DZ is going to continue his little thread on Oxygen, and combine it with two of his other favourite themes, scams and lazy journalism.

They’re all together in this little article I came across today about a pseudo medical therapy called “thinAir adaptive oxygen therapy”, described in the article as “groundbreaking”. So what is it? The article doesn’t enlighten. The journalist, Kelsey Maxwell doesn’t seem to have asked that rather important question, or anything else for that matter. Despite describing herself as a “chief  reporter” all she has done is given the providers of the therapy free rein to simply promote it without question.

I’ve had little success in getting this information on the web either, but it seems to involve getting the gullible mark to breathe air which can alternate in Oxygen levels between hyperoxic and hypoxic levels. So what is it supposed to achieve. Everything apparently. Here is a list that I’ve copied.

What are the benefits of thin air?

Restoring health for everybody

  • Assists with reducing inflammation in the brain and body.
  • Uses all of your oxygen more efficiently.
  • Repairs damage to the body (physical and mental wellbeing)
  • Regenerates the body on a cellular level.
  • Slows the ageing process on a cellular level.
  • 100% safe and zero risk to health.

At first glance this looks like a load of steaming, pseudo scientific bullshit, but let’s not be too judgemental.

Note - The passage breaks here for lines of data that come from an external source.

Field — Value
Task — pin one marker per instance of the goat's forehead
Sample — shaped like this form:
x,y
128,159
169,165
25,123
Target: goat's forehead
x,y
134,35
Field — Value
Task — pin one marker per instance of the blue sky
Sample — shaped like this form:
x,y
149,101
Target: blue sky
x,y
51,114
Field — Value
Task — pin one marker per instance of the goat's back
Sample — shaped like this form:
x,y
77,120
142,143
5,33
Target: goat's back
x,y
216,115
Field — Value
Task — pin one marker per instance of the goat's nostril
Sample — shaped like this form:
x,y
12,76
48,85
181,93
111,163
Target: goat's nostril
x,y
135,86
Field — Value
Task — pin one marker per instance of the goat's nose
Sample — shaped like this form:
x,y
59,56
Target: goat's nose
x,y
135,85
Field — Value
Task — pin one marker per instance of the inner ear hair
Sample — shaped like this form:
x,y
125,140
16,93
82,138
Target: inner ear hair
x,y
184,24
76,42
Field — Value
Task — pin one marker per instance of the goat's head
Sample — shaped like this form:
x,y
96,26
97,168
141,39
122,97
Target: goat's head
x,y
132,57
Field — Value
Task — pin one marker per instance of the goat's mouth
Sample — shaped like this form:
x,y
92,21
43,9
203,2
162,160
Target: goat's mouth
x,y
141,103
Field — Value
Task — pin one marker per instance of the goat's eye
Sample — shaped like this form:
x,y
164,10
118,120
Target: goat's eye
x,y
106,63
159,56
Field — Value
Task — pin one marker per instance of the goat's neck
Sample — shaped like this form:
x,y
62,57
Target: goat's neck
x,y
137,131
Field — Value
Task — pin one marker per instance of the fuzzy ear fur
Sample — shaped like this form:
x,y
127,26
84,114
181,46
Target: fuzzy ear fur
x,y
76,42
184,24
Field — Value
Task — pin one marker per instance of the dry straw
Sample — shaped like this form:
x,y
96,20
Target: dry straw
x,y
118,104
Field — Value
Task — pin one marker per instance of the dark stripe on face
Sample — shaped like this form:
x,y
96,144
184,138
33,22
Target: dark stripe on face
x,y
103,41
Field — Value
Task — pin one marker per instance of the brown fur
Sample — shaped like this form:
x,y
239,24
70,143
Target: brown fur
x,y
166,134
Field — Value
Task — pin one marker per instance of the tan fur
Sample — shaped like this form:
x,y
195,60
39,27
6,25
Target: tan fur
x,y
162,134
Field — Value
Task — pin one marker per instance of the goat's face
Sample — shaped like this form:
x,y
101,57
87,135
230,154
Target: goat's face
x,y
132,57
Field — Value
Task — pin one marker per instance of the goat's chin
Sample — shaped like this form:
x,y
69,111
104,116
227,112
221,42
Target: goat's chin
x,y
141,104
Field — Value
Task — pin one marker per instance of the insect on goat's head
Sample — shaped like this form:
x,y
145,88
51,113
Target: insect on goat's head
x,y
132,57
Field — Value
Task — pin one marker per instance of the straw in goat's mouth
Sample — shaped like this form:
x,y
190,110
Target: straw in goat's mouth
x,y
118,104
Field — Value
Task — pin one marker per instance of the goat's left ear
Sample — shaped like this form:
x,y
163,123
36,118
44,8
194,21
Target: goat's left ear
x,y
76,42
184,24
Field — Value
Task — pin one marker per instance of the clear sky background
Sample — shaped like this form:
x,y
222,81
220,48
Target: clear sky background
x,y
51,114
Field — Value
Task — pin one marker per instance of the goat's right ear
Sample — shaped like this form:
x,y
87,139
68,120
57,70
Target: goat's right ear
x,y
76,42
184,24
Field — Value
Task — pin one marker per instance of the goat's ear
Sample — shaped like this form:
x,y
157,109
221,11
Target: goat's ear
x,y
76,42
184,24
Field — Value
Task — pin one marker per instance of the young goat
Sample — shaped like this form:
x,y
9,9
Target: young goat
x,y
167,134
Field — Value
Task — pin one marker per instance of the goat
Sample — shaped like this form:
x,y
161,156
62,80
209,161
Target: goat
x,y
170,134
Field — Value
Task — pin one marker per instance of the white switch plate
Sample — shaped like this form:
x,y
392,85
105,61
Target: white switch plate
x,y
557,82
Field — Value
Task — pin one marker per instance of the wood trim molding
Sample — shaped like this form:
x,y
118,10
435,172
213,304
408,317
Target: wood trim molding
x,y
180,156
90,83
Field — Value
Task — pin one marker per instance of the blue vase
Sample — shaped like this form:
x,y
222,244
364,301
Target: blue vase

What’s the evidence? Well there isn’t any. At all. A number of sites promoting and selling the therapy have a fair few testimonials from satisfied patients, but, as we all know, these anecdotes don’t constitute evidence, even if they’re genuine. To give a flavour of these testimonials one male claims that the therapy enables him to continue playing football in his forties. Hardly an achievement. Many sports, including quite vigorous sports, have active veterans including people in their 80s. And the thin air practitioners use a lot of sciency words to impress the gullible. So my first impression is correct. It is, in fact, a load of steaming, pseudo scientific bullshit.

In particular I’m sceptical of the claim that the therapy is “100% safe and zero risk to health.” There are, scattered on the slopes of Mount Everest some 200 unretrieved frozen corpses of climbers whose deaths were caused by a combination of hypothermia and hypoxia




 And ask any anaesthetist how they would feel about giving their patient less than 21% Oxygen, even if their very expensive machine would permit them to do such a thing.

To summarise. Human respiratory and cardiovascular physiology is very good at optimising the body’s Oxygen level and delivery, having evolved systems that are sensitive, responsive, robust and, when studied, actually quite beautiful. Those selling this product are totally ignorant of these systems. Or of the potential harmful effects of thin air therapy.

ThinAir adaptive oxygen therapy is undoubtedly a blatant scam, and it’s only a matter of time before someone with a genuine medical condition comes to harm as a result of it. Avoid.